If Holmes goes to trial and is convicted, his attorneys can try to stave off a possible death penalty by arguing he is mentally ill.
Prosecutors will decide whether to seek the death penalty in the coming weeks.
Defense attorney Tamara Brady said Monday she will subpoena University of Colorado, Denver, psychiatrist Lynne Fenton, whom Holmes had been seeing, to testify in a dispute over whether the notebook is privileged because of a possible doctor-patient relationship.
Arapahoe County District Attorney Carol Chambers disputed news reports that the notebook contained descriptions of an attack.
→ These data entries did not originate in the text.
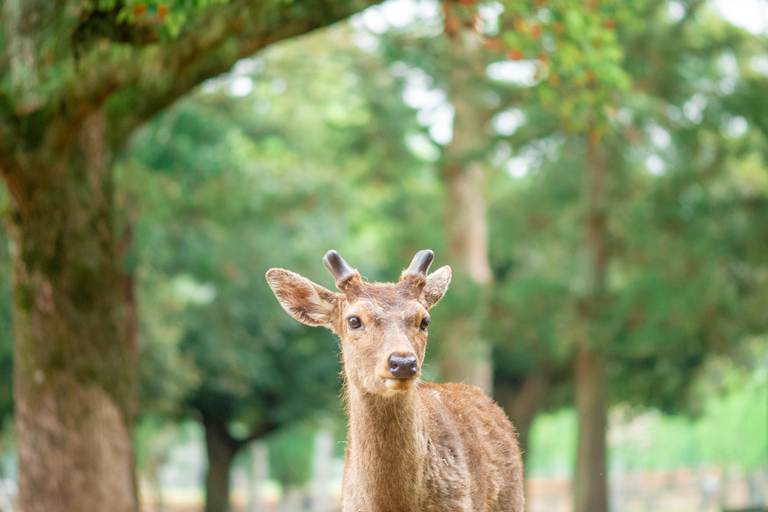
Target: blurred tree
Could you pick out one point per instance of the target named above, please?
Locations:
(224, 197)
(79, 78)
(681, 287)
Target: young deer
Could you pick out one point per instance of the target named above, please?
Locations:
(413, 446)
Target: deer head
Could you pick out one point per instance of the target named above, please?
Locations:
(383, 326)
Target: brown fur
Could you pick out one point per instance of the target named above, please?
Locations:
(413, 446)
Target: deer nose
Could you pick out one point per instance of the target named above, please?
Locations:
(403, 366)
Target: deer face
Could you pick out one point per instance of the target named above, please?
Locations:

On Friday, court papers revealed that Holmes was seeing Fenton. They did not say how long or if it was for a mental illness or another problem. An online résumé listed schizophrenia as one of Fenon’s research interests.
Holmes’ public defenders want to know who leaked the information to the news media. Prosecutors say the notebook was inside a package Holmes reportedly sent to Fenton at the university. Holmes came to the school’s competitive neuroscience doctoral program in June 2011 and dropped out a year later.
Authorities seized the package July 23, three days after the shooting, in the mailroom of the medical campus where Holmes studied.
A hearing on the matter was set for Aug. 16.
Sylvester set an Aug. 9 hearing on news organizations’ motion seeking to unseal the case docket.
Sylvester has tried to tightly control the flow of information about Holmes, placing a gag order on lawyers and law enforcement, sealing the court file and barring the university from releasing public records relating to Holmes’ year there.